Whether it’s made of wood or covered in canvas, the wooden mannequin has satisfied generations of designers, and let’s be honest, it has a noble and solemn side. Nevertheless, the classic mannequin is what it is: static, non-adjustable and the main flaw is that it does not reflect a real human body. Like a statue, it embodies an idea of a body onto which different clothes can be fitted.
The development and testing of “size sets” on such mannequins contribute to the uselessness or impossibility of selling certain products. Indeed, as long as your body is within the norm and you remain in the most common sizes, you have a good chance of finding the right shoe, or rather the right shirt for your bust.
However, as soon as you move towards sizes such as XS or 3XL+, it often happens that the clothes don’t fit you, too tight, sleeves too long or too short, difficulty to close the buttons at the chest level… or simply, that the garment doesn’t fit you or doesn’t please you anymore once worn because you don’t like it.
At a time when facial recognition is becoming commonplace and digitization is going full steam ahead, it seems that producing sizes well is based more on a desire by brands and manufacturers to use modern tools than on a compulsion to develop solutions themselves.
The robot mannequin thus appears to be a means of responding to society’s evolutions and challenges.
Brands and distribution networks continue to expand worldwide and taking into account different morphologies is mandatory.
A poorly designed product is a product that will never be sold. It will nevertheless have been adjusted, produced and therefore consumed natural resources. Worse still, it will have been transported, placed in a shop… all to end up indefinitely in stock.

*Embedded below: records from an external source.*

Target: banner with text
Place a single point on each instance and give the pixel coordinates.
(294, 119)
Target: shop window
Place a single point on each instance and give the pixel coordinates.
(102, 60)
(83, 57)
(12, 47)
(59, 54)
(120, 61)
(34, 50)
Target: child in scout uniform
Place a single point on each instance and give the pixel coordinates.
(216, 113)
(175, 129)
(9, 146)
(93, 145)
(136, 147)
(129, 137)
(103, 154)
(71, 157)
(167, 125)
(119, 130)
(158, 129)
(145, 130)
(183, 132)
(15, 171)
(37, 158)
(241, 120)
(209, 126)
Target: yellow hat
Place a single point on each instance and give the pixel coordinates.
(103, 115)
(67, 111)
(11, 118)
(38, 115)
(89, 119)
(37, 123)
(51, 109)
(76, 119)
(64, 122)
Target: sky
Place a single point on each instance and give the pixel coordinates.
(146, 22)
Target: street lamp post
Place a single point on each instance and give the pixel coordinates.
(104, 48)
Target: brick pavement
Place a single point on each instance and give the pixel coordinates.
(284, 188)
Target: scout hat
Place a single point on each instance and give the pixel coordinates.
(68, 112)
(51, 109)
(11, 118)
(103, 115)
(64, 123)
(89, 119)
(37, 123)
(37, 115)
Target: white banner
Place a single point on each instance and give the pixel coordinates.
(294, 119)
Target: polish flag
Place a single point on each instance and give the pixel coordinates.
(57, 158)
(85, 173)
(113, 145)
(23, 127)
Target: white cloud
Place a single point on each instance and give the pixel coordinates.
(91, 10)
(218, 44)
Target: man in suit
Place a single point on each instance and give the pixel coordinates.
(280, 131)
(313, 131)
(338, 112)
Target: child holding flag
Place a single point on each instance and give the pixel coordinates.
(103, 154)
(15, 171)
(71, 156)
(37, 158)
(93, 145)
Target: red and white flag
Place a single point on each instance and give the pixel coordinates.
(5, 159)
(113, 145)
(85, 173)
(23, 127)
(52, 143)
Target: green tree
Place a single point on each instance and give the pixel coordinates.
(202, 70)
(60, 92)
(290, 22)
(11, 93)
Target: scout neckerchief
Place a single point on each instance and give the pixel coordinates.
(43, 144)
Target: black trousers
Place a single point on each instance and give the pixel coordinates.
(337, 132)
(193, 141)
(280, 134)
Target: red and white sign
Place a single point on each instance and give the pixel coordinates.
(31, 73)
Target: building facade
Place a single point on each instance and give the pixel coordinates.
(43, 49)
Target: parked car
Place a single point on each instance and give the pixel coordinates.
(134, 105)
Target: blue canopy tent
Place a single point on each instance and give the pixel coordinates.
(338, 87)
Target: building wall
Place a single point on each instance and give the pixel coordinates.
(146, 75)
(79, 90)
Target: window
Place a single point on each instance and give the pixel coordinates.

Outre l’impact économique, c’est aussi un large impact en termes environnementaux, et ces impacts sont supportés par les marques, les distributeurs et les consommateurs.
Disposer d’un robot mannequin permet aux marques de pouvoir exploiter les bibliothèques de données propres à Euveka. C’est alors aller au plus près des morphotypes de chaque cliente. C’est inclure les morphologies des femmes du monde entier pour faire en sorte que les produits de chaque taille soit achetables et portés plus longtemps. Le mannequin Euveka permet aussi une inclusivité de toutes les personnes travaillant sur les vêtements et de réduire la pénibilité grâce à la suspension intégrée. Aujourd’hui, plus que jamais, les marques peuvent faire que la mode vous aille bien.
Euveka est une société française disposant d’une technologie brevetée, de 8 ans de Recherche et Développement et dont l’objectif affirmé est de rapprocher les marques de leurs marchés grâce à son mannequin robot.